While the study used computer vision to track actors’ appearances on screen, algorithms were not used to make judgements about race, gender or ethnicity, Bamman said. Instead, his team consulted Wikidata for public understanding about each actor’s gender, and conducted user surveys to determine how viewers might perceive each actor’s race/ethnicity.

“The rationale for thinking about perceptions is that we want to try to approximate the representation that an average viewer sees on screen, and not try to infer anything about the identities of actors, which is unknowable outside of statements by the actors themselves,” Bamman said. “Focusing on perceptions gives us a sense about how representation in casting decisions and screen time ultimately lands in viewers.”

Tom Hanks, wearing glasses and a beard, pictured at a public event. — Tom Hanks had the most screen time of all the actors included in the study, appearing in a total of 17 hours and 36 minutes of footage.
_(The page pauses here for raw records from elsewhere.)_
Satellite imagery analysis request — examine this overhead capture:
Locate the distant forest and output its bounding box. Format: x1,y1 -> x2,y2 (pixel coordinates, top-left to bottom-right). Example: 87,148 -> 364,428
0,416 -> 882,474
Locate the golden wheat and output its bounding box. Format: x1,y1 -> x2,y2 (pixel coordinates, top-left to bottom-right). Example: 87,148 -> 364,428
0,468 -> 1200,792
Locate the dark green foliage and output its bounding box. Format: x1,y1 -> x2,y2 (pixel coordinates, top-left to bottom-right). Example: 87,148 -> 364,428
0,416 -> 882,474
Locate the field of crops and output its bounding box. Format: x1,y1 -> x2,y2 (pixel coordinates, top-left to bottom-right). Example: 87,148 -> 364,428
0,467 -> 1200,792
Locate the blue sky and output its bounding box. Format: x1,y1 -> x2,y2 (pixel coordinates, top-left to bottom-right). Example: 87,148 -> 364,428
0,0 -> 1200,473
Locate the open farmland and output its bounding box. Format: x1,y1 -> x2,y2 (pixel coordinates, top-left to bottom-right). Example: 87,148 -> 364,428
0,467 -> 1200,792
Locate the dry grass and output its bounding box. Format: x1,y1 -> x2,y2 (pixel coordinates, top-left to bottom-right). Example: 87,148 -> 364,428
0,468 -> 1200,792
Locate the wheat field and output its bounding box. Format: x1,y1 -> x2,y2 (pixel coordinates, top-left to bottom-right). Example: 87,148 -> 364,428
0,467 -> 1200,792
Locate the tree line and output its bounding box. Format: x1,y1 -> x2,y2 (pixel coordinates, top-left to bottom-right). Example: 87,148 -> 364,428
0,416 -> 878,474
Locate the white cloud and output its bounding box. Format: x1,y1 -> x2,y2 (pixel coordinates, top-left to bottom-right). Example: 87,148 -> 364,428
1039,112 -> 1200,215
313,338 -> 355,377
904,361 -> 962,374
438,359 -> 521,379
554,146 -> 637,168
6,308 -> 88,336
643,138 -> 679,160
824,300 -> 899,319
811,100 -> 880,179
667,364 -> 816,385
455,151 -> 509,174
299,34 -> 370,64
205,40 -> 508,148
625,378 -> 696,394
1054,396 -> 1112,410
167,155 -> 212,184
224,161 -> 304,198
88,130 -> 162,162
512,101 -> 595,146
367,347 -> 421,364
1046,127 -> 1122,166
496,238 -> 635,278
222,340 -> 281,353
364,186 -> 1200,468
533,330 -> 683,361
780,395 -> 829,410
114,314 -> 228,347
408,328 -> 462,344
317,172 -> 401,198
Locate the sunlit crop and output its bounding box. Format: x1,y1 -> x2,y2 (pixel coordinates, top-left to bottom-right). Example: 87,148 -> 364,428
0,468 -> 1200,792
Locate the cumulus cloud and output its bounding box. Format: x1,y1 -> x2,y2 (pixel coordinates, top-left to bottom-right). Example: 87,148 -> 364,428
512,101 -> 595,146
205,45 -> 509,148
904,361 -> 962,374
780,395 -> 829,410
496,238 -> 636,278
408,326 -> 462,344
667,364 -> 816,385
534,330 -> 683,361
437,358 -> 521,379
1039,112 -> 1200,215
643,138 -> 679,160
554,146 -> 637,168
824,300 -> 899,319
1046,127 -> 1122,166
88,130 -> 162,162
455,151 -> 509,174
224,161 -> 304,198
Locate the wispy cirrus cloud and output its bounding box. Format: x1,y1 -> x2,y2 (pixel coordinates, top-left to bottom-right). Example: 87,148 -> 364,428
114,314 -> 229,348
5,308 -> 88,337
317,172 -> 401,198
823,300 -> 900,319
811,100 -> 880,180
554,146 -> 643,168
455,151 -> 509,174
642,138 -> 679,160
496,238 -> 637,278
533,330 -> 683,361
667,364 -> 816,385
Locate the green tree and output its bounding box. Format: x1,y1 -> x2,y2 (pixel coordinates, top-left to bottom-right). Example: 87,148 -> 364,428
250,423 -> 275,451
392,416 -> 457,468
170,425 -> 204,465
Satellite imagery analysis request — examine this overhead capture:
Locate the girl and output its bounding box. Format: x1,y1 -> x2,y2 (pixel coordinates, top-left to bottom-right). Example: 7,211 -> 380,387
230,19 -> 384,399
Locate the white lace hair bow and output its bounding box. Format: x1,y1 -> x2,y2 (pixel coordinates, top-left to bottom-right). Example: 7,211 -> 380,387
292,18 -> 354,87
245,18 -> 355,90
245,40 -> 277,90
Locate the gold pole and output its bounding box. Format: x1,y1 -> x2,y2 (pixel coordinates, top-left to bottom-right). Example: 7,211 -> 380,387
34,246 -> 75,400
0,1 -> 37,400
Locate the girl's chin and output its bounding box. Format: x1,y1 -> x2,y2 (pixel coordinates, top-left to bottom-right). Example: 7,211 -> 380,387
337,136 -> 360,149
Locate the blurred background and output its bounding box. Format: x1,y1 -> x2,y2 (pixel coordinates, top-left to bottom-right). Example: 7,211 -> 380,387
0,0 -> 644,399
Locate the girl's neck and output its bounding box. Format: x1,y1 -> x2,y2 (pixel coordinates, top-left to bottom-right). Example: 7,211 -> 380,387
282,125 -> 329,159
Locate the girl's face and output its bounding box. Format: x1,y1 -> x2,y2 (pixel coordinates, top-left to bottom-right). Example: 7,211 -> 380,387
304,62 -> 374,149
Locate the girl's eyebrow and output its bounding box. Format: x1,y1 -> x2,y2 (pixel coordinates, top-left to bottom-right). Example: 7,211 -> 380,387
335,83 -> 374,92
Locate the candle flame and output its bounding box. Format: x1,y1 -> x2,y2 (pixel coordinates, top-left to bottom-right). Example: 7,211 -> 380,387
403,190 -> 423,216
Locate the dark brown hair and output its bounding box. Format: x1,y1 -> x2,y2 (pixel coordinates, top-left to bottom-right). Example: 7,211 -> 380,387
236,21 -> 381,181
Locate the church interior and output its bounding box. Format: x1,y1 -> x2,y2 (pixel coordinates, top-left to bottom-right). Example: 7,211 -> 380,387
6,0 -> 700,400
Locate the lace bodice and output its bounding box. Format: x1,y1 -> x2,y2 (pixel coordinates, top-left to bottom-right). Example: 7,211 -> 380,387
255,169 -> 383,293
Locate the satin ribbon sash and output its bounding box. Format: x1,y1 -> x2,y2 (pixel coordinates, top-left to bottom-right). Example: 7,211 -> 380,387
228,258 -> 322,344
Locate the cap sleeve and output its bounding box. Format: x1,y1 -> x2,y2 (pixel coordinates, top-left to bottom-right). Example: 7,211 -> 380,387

Tom Cruise came in second, appearing in 16 hours and 55 minutes of footage.
John Bauld via Wikimedia Commons (CC BY 2.0)

In addition to confirming that Hollywood films have become more diverse since 2010, the study found that the rate at which viewers see women on screen increased from a steady 25% between 1980 to 2010 to around 40% in 2022. However, all groups except white men remain underrepresented in leading roles compared to non-leading roles.

They also found that Black actors are underrepresented in award-nominated films, compared to popular films, but that this difference is largely due to underrepresentation in award-nominated films from 1980 to 2010.

To support research reproducibility and encourage further understanding of the films, Bamman and his team have released non-copyrighted elements of their data, including metadata about the frames in a movie that each actor appears in, the location of each face within each frame and the UPCs (Universal Product Codes) of all the DVDs they purchased.

In the future, Bamman said he also hopes to use the data set to ask more nuanced questions about representation in film — not just examining the presence of an actor on screen, but also how the person is depicted and how these depictions may relate to stereotypes and biases.

“I’m hoping that this is really able to accelerate research in the cultural analytics of film, where we and others are able to use methods from computer vision to measure large-scale trends in these important objects of culture,” Bamman said. “We would love to work both with movie studios and film researchers toward this goal.”

Additional co-authors of the study include Naitian Zhou of UC Berkeley and Richard Jean So of McGill University. The research was supported by funding from the Mellon Foundation.